The challenges to the big state will not come as they did in the 1970s and the 1980s through public protests and letter writing campaigns, demanding better public services. Increasingly it will be through people opting out of engagement with Government and acting independently. There are signs already of greater participation in private education and healthcare. A generation of people schooled in the art of everything being available at the click of the mouse are not going to wait for months for an operation or hope that that child will survive an underperforming inner city state school. Whereas lack of delivery previously created an atmosphere of complaint, people will now supplement or go elsewhere.
Finally, there will be a growing divide between those who are
benefiting from the state and those who are outside it. This will be
particularly pronounced between young and old but will also reflect the
vastly different levels of state engagement across the regions and
social groups. Reform’s reports on the IPOD generation described a
generation of people who are being short-changed in government spending
which disproportionately benefits the old. With the technological
divide, we can expect to see resentment grow from a group of people who
don’t understand why the state’s services are so expensive relative to
those they access on-line and why they should continue to pay for them.
Although change may be painful for the state, these developments also present a great opportunity to rebalance the responsibilities of government and individuals and get much more value from tax payers money.

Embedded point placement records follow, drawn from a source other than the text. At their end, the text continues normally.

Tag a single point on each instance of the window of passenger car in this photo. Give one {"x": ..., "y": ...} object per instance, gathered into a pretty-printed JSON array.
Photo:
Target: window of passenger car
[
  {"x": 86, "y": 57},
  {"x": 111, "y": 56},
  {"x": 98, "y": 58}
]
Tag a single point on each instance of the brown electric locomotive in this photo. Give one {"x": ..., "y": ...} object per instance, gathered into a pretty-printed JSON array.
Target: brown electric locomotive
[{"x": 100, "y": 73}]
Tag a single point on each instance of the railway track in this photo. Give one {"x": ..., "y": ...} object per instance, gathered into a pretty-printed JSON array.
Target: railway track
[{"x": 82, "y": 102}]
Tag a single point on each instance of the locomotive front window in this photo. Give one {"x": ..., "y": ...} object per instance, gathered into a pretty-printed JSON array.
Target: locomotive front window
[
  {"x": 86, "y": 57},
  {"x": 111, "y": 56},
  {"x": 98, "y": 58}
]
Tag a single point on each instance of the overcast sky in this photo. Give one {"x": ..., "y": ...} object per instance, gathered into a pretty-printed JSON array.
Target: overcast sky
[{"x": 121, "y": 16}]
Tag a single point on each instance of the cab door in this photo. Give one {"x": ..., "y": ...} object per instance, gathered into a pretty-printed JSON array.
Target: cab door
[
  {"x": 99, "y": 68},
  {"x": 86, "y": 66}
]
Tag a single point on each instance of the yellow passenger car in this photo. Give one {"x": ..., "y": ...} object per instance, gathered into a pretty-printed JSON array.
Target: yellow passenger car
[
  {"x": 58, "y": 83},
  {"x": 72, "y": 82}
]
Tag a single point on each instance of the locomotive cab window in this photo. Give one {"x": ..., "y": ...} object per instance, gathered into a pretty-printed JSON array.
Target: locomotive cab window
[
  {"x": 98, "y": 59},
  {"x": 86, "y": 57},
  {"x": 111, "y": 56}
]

Government needs to work with the grain of the way people now operate.
It should rethink what it should actually be doing given an engaged and
interlinked population who want to take more control of their own
lives.
This means reassessing its role in provision, making use of the vast private and voluntary networks already in existence to get things done rather than clumsy replication and critically reducing its “footprint” on the lives of the individual.
The next generation are not disillusioned with politics; they just know that the ability to achieve is more in their own hands than it is in politicians’. The self expression and “Do it yourself” culture of the internet has been embedded in the media, business and the home. It must now impact the way we are governed.